Cet article tend à lever l'anonymat qui, bien souvent, caractérise les relations entre les autorités administratives et les usagers des services publics.

Le premier alinéa de cet article pose le principe selon lequel toute personne a le droit de connaître le prénom, le nom, les qualité et adresse administratives de l'agent chargé d'instruire sa demande ou de traiter l'affaire qui la concerne. La mention selon laquelle ces éléments d'identification figurent dans les correspondances adressées à l'usager ne relève pas du domaine de la loi.

Le deuxième alinéa pose les exceptions à ce principe.

Le dernier alinéa pose la levée de l'anonymat concernant les décisions des autorités administratives.

A l'heure actuelle, la circulaire du Premier ministre du 30 janvier 1985 lève l'anonymat des fonctionnaires et dispose que les correspondances administratives doivent indiquer clairement le nom de la personne chargée du dossier et l'adresse de son service, de même que le nom des agents doit être apposé sur la porte de leur bureau ou sur le guichet derrière lequel ils travaillent. Mais cette circulaire ne vaut que pour les agents de l'État.

Le présent article ajouterait, dans le champ d'application de ce principe, les collectivités territoriales, les organismes de sécurité sociale, les établissements publics et organismes chargés de la gestion d'un service public administratif. Or, on peut s'interroger sur les raisons de permettre aux autres personnes morales chargées d'une mission de service public d'échapper à l'obligation de personnalisation des relations avec les usagers. L'exigence de transparence et de simplification juridique conduit à proposer la généralisation de cette obligation, la plupart des administrés n'ayant pas les connaissances juridiques nécessaires pour déterminer la nature du service public et de l'organisme gestionnaire auquel ils s'adressent.

Le deuxième alinéa du présent article aménage des exceptions au principe de la levée de l'anonymat, dans les cas où des motifs intéressant la sécurité publique ou la sécurité des personnes le justifient. Ces restrictions sont nécessaires, car la levée de l'anonymat touche aux " garanties fondamentales accordées aux citoyens pour l'exercice des libertés publiques " au sens de l'article 34 de la Constitution.

Actuellement, seuls les fonctionnaires sont protégés par leur statut général contre les risques éventuels liés à la levée de l'anonymat.
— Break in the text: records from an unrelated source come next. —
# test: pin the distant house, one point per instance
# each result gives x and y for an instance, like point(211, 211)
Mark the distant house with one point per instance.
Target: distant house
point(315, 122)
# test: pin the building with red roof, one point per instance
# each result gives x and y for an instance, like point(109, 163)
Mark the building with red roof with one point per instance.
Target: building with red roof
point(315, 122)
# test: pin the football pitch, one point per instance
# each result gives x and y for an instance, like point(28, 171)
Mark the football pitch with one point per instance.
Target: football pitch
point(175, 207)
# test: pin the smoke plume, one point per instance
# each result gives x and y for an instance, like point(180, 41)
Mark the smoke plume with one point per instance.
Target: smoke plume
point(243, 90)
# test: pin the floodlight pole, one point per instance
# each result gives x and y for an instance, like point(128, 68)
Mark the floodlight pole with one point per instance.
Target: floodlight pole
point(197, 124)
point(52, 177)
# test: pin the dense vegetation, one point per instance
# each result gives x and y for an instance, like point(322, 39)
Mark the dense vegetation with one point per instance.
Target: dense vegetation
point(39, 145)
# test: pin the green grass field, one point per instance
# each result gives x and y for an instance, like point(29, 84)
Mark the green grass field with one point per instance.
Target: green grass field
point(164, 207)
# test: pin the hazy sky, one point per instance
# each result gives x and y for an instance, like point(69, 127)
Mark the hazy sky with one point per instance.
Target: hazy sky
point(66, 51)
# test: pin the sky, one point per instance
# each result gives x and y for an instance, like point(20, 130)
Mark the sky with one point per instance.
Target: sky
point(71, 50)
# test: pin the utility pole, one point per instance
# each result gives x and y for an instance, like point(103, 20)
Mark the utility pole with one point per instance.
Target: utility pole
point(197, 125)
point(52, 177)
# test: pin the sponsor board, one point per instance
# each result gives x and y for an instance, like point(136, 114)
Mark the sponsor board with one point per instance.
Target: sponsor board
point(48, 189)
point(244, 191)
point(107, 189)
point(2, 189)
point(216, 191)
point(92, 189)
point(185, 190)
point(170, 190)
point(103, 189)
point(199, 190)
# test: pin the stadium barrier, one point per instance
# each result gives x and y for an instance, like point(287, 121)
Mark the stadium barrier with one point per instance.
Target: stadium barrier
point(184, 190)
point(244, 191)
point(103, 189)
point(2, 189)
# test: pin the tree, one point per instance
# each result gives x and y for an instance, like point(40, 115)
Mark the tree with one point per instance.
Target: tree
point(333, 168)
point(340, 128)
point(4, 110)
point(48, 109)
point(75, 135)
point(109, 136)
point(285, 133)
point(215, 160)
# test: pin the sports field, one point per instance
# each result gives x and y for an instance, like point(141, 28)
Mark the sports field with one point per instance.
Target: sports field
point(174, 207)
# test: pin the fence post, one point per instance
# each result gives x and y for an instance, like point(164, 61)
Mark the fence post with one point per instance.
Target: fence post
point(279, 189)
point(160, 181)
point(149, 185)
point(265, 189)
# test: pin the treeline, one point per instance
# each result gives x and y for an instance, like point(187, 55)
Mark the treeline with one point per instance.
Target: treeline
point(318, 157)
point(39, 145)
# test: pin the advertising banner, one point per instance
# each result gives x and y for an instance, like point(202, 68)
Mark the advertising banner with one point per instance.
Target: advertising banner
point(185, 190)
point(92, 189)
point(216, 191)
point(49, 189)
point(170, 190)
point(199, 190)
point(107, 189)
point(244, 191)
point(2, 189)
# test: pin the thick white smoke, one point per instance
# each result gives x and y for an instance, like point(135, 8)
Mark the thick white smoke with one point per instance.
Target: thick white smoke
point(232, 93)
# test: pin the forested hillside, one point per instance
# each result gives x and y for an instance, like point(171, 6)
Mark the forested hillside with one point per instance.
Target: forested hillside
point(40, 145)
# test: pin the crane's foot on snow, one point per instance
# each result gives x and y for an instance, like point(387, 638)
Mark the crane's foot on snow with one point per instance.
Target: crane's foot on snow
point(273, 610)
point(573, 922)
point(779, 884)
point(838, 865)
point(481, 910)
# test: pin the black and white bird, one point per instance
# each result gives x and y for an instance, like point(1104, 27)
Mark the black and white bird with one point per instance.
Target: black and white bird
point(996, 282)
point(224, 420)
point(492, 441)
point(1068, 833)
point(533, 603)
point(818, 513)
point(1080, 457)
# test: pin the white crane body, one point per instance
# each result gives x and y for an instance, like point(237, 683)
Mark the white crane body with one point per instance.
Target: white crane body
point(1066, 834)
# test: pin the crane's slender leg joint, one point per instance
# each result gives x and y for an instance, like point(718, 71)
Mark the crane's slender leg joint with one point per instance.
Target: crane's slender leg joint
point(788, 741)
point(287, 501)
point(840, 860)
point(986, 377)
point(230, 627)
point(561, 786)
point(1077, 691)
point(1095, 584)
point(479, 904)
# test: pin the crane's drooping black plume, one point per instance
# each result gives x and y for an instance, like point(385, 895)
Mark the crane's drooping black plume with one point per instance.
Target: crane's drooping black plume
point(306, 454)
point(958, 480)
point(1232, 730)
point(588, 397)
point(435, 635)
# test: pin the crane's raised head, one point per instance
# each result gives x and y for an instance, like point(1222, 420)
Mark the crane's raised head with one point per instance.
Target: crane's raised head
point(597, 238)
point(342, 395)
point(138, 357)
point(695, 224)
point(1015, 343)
L'article 11 de la loi n° 83-634 du 13 juillet 1983 portant droits et obligations des fonctionnaires dispose que " la collectivité publique est tenue de protéger les fonctionnaires contre les menaces, violences, voies de fait, injures, diffamations ou outrages dont ils pourraient être victimes à l'occasion de leurs fonctions, et de réparer, le cas échéant, le préjudice qui en est résulté ".

Enfin le dernier alinéa indique que toute décision prise par l'État, les collectivités territoriales, les établissements publics administratifs, les organismes de sécurité sociale ou organismes chargés de la gestion d'un service public administratif, comporte la signature de son auteur et la mention en caractères lisibles du prénom, du nom et de la qualité de celui-ci. Ce dernier alinéa concernant les décisions des autorités administratives trouve sa place au début du chapitre II du titre II du projet de loi, c'est-à-dire avant l'article 16.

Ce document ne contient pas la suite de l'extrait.